On some level, everyone knows there is a problem. In recent posts, I have detailed the many concerning things about our current state of technology. I have outlined the creepy spiritual risks. I have spoken of the dehumanizing elements. I have written about the ways that government and the powers of this world can abuse it. And I have spoken of how it is pushing us to darker and darker places. And many recognize these risks - especially those that know it well.
Technology - particularly that seen in AI, devices such as cell phones and lap tops, and in their interactions with every facet of the modern American life - is a threat.
And yet, despite our reservations, we couldn’t be moving faster towards more adoption, more usage, and further development. Whether we ever reach “singularity” or not is beside the point. Far from slowing down, technology appears to be speeding up.
Why is this? Why do we simultaneously adopt what we also fear?
French philosopher and sociologist, Jacques Ellul, in, “The Technological Society” argues that we do so because we have no choice. Human beings adopt “technique” because we have to. Something about tech is like a virus that works within humans and is adopted in the same way a virus is. We realize it makes something work better, faster, and easier and so we adopt almost without thought. And on some level, reservations and stated concerns aside, we all like technology. We like the convenience and the dopamine hits. It is one thing to be intellectually concerned, but we gravitate to something based on our love for it not based on our intellectual assessment of it.
Can it be stopped then?
It is important to note that much of the talk in tech about “inevitability” was language crafted by giant corporations such as Google and Facebook in order to combat public concerns about their growing database of privacy destroying information. [1] And it is also worth noting that futurists who talk about the inevitability of this or that technology have a terrible track record.
And the truth is that tech is unsustainable.

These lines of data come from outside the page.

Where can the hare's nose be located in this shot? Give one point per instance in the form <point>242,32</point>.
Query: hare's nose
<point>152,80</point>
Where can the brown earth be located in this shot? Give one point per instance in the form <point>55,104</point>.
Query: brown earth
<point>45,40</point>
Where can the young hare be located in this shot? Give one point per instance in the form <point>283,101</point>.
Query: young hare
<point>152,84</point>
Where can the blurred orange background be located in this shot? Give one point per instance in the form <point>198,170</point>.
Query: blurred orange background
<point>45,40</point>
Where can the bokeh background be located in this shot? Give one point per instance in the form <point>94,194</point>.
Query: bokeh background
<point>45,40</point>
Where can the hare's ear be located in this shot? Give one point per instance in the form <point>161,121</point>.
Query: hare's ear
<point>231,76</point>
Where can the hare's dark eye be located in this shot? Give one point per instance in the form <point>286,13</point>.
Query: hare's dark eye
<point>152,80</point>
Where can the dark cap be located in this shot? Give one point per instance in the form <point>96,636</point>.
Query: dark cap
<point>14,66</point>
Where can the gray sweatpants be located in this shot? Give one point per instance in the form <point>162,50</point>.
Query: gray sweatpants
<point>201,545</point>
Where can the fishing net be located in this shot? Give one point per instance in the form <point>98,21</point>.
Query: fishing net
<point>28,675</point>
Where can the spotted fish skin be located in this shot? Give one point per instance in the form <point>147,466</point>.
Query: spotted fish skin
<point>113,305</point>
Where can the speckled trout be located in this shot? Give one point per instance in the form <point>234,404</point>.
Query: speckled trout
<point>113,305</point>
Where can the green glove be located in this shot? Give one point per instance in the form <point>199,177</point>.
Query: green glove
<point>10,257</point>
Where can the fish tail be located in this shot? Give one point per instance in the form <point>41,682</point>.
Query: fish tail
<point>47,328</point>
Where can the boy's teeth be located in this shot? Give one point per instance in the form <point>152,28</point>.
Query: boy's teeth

Either it ends humanity, or we end it first. Between AI weapons, brain chips, nuclear weapons, bioweapons, and the way that tech tends to reduce human fertility there are too many existential risks to humanity to continue down the path that we are going down. At some point in time, we already cannot control the golem that we are building. He is getting stronger and more threatening with every day we let him grow. Humanity and technology are in many ways opposed in the same way that a virus and the human body are opposed. So, if Ellul is right, tech will be the end of humanity, eventually. And this is precisely what Ellul thinks we are heading for. But by ending humanity tech itself will end.
But I think Ellul is wrong. We are not robots forced to adopt “technique.” We have freedom to choose. We have freedom to decide. We are able to not adopt something even if it makes us feel good.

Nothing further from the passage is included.